If you want to learn more about Citus on Microsoft Azure, read this post about Hyperscale (Citus) on Azure Database for PostgreSQL.
This week at RailsConf, we found ourselves sharing a lot of tips for using PostgreSQL with Rails. We thought it might be worthwhile to write up many of these and share more broadly. Here you’ll find some tips that will help you in debugging and improving performance of your database from your Rails app.
And now, on to the code.
Manage long running queries with statement time-outs
Long running queries can have all sorts of negative impact on your database. Whether running for hours or even several seconds they can hold locks, queue up WAL, or just consume a lot of system resources. Postgres makes it easier to have a bit more safety around this with a default statement timeout. What’s nice is you can set a default such as 5 seconds shown here, any query that then runs longer than 5 seconds will be killed:
production: url: <%= DATABASE_URL %> variables: statement_timeout: 5000
Should you need a query to run longer within the database session you can set a custom statement timeout just valid for the current connection:
class MyAnalyticsJob < ActiveJob::Base queue_as :analytics def perform ActiveRecord::Base.connection.execute “SET statement_timeout = 600000” # 10 minutes # ... ensure ActiveRecord::Base.connection.execute “SET statement_timeout = 5000” # 5 seconds end end
Finding misbehaving queries
Rails abstracts away a lot of things when interacting with your database. That can be both a good and a bad. Postgres can show you long running queries, but as your Rails app grows that doesn’t by itself give you everything you need to solve the problem. To know where the query originated from there’s one particularly handy gem marginalia which will log exactly where your query came from. Now when you see some query that is wrong, or running too slow, or could just be removed you know exactly where to go in your code to fix it:
Account Load (0.3ms) SELECT `accounts`.* FROM `accounts` WHERE `accounts`.`queenbee_id` = 1234567890 LIMIT 1 /*application:BCX,controller:project_imports,action:show*/
Getting a high-level overview of database queries
Often you need a high-level picture of what is currently going on in your database.

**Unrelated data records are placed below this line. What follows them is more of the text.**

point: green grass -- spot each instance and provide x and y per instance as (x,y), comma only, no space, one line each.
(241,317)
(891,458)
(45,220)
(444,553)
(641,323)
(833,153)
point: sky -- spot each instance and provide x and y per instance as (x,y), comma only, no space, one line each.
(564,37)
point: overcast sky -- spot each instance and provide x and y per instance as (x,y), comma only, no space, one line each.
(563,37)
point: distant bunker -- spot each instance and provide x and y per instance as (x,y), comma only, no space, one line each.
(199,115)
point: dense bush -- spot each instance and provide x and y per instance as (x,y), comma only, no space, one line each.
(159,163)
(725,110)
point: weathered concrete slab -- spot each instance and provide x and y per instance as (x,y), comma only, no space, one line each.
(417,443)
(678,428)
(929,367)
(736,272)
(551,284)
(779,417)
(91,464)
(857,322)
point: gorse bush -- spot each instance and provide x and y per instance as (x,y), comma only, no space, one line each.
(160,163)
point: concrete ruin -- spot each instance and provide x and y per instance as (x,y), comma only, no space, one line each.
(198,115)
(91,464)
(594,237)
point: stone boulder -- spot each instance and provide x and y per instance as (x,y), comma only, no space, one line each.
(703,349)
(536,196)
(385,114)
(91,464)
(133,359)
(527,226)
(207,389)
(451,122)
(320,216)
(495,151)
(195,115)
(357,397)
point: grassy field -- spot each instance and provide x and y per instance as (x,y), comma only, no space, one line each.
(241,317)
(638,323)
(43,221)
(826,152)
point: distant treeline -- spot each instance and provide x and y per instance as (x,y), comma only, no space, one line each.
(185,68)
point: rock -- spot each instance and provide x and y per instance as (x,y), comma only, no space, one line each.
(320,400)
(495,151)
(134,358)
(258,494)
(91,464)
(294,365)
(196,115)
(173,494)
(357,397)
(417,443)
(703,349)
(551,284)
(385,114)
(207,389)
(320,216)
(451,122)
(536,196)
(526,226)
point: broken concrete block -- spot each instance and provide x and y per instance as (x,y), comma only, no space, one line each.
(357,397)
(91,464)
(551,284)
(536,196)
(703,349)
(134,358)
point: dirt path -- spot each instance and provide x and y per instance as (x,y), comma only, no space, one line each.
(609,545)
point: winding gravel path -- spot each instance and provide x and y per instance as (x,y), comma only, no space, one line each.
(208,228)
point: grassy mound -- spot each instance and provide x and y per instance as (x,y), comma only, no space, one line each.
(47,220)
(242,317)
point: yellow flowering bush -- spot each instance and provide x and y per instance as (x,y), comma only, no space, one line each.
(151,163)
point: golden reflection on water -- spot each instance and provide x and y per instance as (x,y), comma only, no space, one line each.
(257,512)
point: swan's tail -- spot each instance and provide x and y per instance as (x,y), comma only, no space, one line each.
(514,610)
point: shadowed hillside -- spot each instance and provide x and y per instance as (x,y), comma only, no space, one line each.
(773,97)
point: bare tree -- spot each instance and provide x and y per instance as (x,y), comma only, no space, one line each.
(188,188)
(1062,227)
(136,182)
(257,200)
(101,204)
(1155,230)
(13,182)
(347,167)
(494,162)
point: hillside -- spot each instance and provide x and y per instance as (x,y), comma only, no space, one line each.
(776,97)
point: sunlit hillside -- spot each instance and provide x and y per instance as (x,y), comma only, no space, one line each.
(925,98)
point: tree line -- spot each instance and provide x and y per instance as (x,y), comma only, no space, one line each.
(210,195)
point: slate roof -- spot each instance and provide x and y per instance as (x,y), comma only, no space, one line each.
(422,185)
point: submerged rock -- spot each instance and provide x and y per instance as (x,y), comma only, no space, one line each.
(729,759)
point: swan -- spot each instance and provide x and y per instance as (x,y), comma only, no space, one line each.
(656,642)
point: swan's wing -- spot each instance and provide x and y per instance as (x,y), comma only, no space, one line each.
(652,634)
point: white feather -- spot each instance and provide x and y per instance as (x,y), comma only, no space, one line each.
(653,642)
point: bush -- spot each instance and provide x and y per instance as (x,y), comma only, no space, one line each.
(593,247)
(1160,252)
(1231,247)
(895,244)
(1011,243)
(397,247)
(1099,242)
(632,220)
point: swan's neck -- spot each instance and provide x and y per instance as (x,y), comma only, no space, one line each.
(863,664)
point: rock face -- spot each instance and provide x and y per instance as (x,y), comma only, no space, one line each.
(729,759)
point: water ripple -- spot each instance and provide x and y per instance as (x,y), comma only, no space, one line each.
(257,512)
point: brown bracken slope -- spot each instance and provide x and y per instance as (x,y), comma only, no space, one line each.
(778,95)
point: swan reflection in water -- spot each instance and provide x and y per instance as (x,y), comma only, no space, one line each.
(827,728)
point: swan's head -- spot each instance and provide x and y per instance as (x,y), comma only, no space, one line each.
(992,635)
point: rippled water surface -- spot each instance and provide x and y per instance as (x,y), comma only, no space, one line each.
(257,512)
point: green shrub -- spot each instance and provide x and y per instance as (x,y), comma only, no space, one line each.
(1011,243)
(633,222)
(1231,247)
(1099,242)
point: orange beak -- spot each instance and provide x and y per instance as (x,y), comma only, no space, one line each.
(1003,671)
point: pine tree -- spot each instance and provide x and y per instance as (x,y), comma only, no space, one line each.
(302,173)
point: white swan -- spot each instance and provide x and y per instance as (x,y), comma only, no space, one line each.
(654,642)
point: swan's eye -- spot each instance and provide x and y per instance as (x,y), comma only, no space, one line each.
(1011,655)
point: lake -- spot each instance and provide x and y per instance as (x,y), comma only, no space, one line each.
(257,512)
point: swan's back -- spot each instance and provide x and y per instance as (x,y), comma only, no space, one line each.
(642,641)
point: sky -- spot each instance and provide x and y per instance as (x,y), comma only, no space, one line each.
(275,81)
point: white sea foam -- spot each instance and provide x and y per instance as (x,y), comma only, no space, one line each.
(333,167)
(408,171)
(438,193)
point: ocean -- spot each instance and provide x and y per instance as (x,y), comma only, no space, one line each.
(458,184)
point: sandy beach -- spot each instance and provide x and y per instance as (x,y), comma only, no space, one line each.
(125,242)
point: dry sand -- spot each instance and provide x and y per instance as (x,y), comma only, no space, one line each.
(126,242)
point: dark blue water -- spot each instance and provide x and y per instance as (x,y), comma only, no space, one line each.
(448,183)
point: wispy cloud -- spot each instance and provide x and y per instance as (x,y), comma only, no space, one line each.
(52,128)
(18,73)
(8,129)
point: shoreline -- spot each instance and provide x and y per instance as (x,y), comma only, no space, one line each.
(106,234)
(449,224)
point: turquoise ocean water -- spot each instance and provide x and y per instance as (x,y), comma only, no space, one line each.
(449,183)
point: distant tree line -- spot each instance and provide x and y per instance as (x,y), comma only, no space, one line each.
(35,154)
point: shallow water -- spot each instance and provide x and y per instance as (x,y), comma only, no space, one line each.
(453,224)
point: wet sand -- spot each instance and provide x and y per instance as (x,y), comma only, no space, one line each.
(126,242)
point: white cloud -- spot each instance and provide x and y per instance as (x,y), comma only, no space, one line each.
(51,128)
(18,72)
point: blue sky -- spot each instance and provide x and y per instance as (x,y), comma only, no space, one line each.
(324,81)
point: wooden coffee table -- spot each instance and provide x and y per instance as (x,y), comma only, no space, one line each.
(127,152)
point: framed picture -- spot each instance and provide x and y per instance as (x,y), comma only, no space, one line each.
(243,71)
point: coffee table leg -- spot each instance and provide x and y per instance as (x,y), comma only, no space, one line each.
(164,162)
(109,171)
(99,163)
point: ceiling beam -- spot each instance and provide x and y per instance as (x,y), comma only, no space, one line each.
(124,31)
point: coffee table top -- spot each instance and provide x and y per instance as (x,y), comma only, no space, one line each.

pg_stat_statements is a Postgres extension that comes pre-installed in cloud environments like Citus Cloud, and allows you to see which queries have been running since the last statistics reset, and how they were performing.
For example, to see the 10 most time consuming queries, and their average time, do the following:
SELECT query, total_time / calls AS avg_time FROM pg_stat_statements ORDER BY total_time DESC LIMIT 10;
If you enable “track_io_timing” on your Postgres database, this also allows you to see whether you are bottlenecked on CPU or I/O performance. You can read more on pg_stat_statements here
Taking advantage of advanced features
By default Rails uses a file called
schema.rb to store a copy of the database schema, typically used to initialize the database before running tests. Unfortunately, many advanced Postgres features, like functional and partial indices, as well as multi-column primary keys, can’t be represented in the DSL used for that file.
Instead, it makes sense to switch to having Rails generate and use the “db/structure.sql” file, which you can do like this:
# Use SQL instead of Active Record's schema dumper when creating the database. # This is necessary if your schema can't be completely dumped by the schema dumper, # like if you have constraints or database-specific column types config.active_record.schema_format = :sql
Under the hood this uses Postgres’ pg_dump format, which can be a bit verbose at times, but ensures you get the complete database structure restored. If you find yourself running into issues with overly long diffs, you might want to take a look at activerecord-clean-db-structure.
Watch out for complex transactions locking against each other
Rails likes to put everything in a transaction, especially when using before_save hooks and multi-level relationships between models. There is one important caveat to watch out for with transactions, which can bite you as you scale out. In a transaction like the following:
BEGIN; UPDATE organizations SET updated_at = ‘2017-04-27 11:31:03 -0700’ WHERE id = 123; SELECT * FROM products WHERE store_id = 456; --- More statements here COMMIT;
The first UPDATE statement will start holding a row-level lock on the
organizations row with id
123 as soon as you issue it, until the COMMIT happens.
Imagine another request for the same organization coming in (e.g. from a different user), making a similar transaction. Typically that other request will have to wait for the transaction to commit, in order to be able to proceed, slowing down the response time. To fix this, it often helps to rearrange the transaction so UPDATEs happen towards the end, as well as consider pulling out changes to timestamp fields to happen outside of the transaction, after the main work has been done.
In order to find problems like this earlier, you can set “log_lock_waits = on” in PostgreSQL.
Keep a handle on your database connections
Rails by default maintains a pool of connections to your database. When a new request comes in it will take one of the connections from the pool and give it to your application. As you scale your Rails app this can result in hundreds of open connections to your database, though in reality only a portion of them are doing work. The key here is to use a connection pooler like pgBouncer to reduce the active connections to your database. A connection pooler will open up connections when transactions are active as opposed to passing on the idle ones that aren’t doing any work.